I don't know. I know the guy well enough to know he's pretty good at what he does and is a pretty honest guy, so I trust what he said. But it makes no sense to me. Just made me pause.
Wild dynamic in the Big 4 right now. Higher than normal turnover due to hot labor market and less and less people going into accounting have created a pretty dire staffing situation. I could jump to another for a big pay bump but my group is adequately staffed because we’ve got a great culture so I can’t bring myself to pull the trigger.
It is. Now granted they don't always work 40 hours a week and have multiple week shutdowns for maintenance it's still damn good money.
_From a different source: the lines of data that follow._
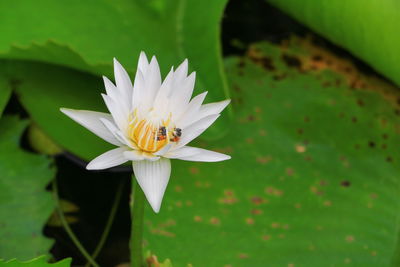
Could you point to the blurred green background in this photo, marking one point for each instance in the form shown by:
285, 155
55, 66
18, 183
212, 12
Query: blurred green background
313, 131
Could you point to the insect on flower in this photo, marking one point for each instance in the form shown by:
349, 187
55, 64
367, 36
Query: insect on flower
151, 122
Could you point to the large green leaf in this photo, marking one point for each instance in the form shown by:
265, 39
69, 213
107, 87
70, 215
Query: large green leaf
37, 262
5, 92
38, 95
25, 205
314, 174
368, 29
86, 35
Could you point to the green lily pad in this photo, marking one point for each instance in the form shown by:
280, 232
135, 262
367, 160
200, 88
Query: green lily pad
37, 262
5, 92
25, 206
314, 174
368, 29
101, 30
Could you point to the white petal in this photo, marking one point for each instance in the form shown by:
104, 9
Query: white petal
136, 155
143, 63
153, 84
153, 177
133, 155
116, 96
162, 98
116, 132
91, 121
138, 88
191, 111
118, 114
123, 83
196, 154
195, 129
163, 150
181, 95
109, 159
213, 108
181, 71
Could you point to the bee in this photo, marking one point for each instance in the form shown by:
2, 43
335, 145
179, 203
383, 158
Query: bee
176, 134
162, 134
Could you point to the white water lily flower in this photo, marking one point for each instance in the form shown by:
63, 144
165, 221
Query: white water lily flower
151, 122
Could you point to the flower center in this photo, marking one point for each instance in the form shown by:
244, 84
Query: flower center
151, 135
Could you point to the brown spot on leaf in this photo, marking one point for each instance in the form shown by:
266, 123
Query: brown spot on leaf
178, 188
243, 255
194, 170
256, 200
197, 218
275, 225
349, 238
291, 61
345, 183
256, 211
228, 198
262, 132
249, 221
300, 148
263, 159
249, 140
215, 221
266, 237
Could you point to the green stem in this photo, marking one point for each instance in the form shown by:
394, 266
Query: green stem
137, 212
109, 223
68, 229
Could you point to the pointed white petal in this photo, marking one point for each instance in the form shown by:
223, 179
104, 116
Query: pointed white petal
181, 71
117, 133
138, 88
153, 177
196, 154
109, 159
113, 92
119, 116
191, 112
153, 84
195, 129
91, 121
181, 95
143, 63
162, 98
123, 83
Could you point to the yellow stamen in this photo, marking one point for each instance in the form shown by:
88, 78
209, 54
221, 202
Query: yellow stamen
151, 137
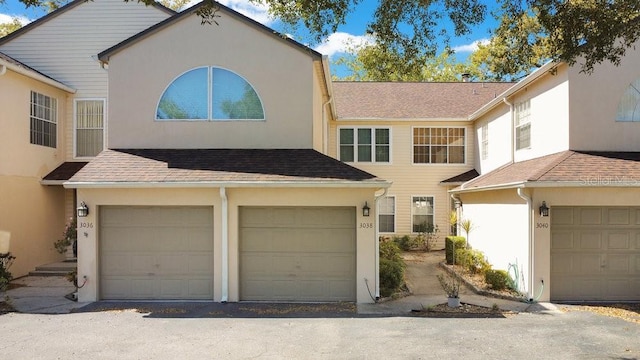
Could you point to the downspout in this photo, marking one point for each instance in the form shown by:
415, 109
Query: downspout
225, 245
526, 198
377, 242
325, 126
456, 200
513, 129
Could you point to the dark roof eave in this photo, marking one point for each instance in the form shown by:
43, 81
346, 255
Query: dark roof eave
104, 55
60, 11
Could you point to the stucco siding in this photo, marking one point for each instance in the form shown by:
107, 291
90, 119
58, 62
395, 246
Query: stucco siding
412, 179
499, 149
594, 100
499, 230
281, 74
549, 115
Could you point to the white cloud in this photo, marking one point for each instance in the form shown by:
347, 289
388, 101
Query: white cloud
470, 47
5, 18
258, 12
340, 42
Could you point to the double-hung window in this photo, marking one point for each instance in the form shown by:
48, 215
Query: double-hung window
523, 124
365, 145
43, 120
485, 141
421, 213
438, 145
89, 127
387, 214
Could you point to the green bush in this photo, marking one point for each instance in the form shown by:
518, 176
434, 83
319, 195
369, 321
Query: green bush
404, 242
473, 261
498, 279
391, 268
449, 242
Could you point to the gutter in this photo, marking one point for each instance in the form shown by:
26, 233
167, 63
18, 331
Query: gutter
225, 245
34, 75
377, 242
531, 240
241, 184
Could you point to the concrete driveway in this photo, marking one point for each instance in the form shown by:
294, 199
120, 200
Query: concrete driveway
127, 334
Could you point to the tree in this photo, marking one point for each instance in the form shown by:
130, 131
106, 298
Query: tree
530, 31
7, 28
374, 63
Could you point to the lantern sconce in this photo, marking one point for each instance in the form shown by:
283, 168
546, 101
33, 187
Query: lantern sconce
365, 209
544, 209
83, 210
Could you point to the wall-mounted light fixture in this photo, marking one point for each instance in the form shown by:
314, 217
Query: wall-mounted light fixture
544, 210
365, 209
83, 210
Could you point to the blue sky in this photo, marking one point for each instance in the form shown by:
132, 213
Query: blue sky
333, 46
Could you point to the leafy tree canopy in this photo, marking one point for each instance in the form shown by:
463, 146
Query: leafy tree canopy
530, 32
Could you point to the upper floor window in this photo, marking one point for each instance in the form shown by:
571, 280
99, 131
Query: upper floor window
629, 106
365, 145
387, 214
523, 124
438, 145
43, 120
485, 141
210, 93
89, 127
421, 213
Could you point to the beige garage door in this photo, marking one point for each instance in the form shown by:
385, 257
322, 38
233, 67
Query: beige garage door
156, 252
298, 254
595, 253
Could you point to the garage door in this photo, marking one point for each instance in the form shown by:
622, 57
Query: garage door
595, 254
298, 254
156, 252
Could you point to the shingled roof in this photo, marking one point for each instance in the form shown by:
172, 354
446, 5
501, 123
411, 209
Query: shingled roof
584, 168
218, 165
407, 100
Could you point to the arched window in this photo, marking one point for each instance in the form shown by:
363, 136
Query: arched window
210, 93
629, 106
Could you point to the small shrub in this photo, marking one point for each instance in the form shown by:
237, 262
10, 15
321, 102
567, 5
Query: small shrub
391, 268
497, 279
473, 261
404, 242
449, 242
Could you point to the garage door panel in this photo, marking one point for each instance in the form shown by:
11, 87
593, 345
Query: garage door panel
590, 241
562, 239
604, 264
308, 257
619, 241
152, 253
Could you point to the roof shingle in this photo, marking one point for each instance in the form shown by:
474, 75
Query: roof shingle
217, 165
588, 168
407, 100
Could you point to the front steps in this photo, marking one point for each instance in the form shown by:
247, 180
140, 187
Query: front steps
61, 268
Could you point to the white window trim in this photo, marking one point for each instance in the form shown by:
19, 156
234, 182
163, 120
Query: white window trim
517, 124
75, 125
58, 130
395, 215
373, 155
466, 146
411, 210
484, 141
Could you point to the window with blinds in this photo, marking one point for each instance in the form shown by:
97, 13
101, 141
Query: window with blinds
89, 129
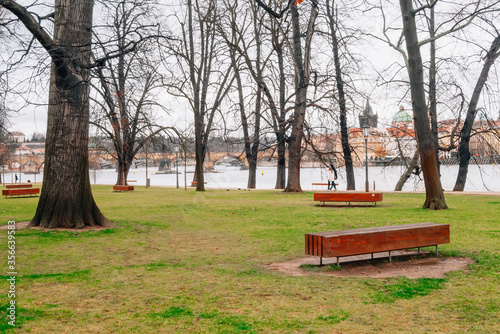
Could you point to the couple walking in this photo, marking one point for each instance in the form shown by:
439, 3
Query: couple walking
332, 176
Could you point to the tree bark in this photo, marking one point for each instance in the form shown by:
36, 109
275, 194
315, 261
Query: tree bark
409, 170
280, 127
66, 198
434, 192
302, 73
464, 146
432, 85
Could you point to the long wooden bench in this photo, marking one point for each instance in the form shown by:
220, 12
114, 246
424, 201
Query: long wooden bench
376, 239
123, 188
194, 183
18, 186
348, 197
21, 192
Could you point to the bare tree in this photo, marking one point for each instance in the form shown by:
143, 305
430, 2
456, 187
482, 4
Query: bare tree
427, 147
332, 18
464, 154
66, 198
128, 85
251, 142
202, 73
301, 55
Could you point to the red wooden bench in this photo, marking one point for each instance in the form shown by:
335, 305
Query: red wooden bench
123, 188
376, 239
22, 192
193, 184
348, 197
17, 186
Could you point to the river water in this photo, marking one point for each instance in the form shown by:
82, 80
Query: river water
480, 178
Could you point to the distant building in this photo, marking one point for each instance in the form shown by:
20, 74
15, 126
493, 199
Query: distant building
16, 137
402, 119
368, 116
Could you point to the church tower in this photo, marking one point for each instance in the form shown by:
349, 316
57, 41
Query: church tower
368, 116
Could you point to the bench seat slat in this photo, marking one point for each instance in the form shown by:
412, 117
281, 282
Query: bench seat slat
378, 239
348, 197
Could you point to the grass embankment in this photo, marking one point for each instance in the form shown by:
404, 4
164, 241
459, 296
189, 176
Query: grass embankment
187, 262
They all pretty well clear 6 figures which is very comfortable in that area. Hard work though.
re-evaluate regularly. This situation doesn't seem to be going anywhere fast, but once it does it won't come around again for long while or ever.
i have a buddy who works for a mortgage company and he was telling me how he was reading books during work time. he was bragging about it, but all i was thinking is that doesn't sound great for your job prospects.
6.5% https://www.bea.gov/news/2022/gross-domestic-product-second-estimate-and-corporate-profits-preliminary-first-quarter#:~:text=Current‑dollar GDP increased 6.5,a level of $24.38 trillion. edit: maybe you are looking at real gdp which factors in inflation? that's kind of a misleading number imo
My understanding was the mortgage industry has slowed significantly. A lot of builders just put through 100k price cuts to close out developments.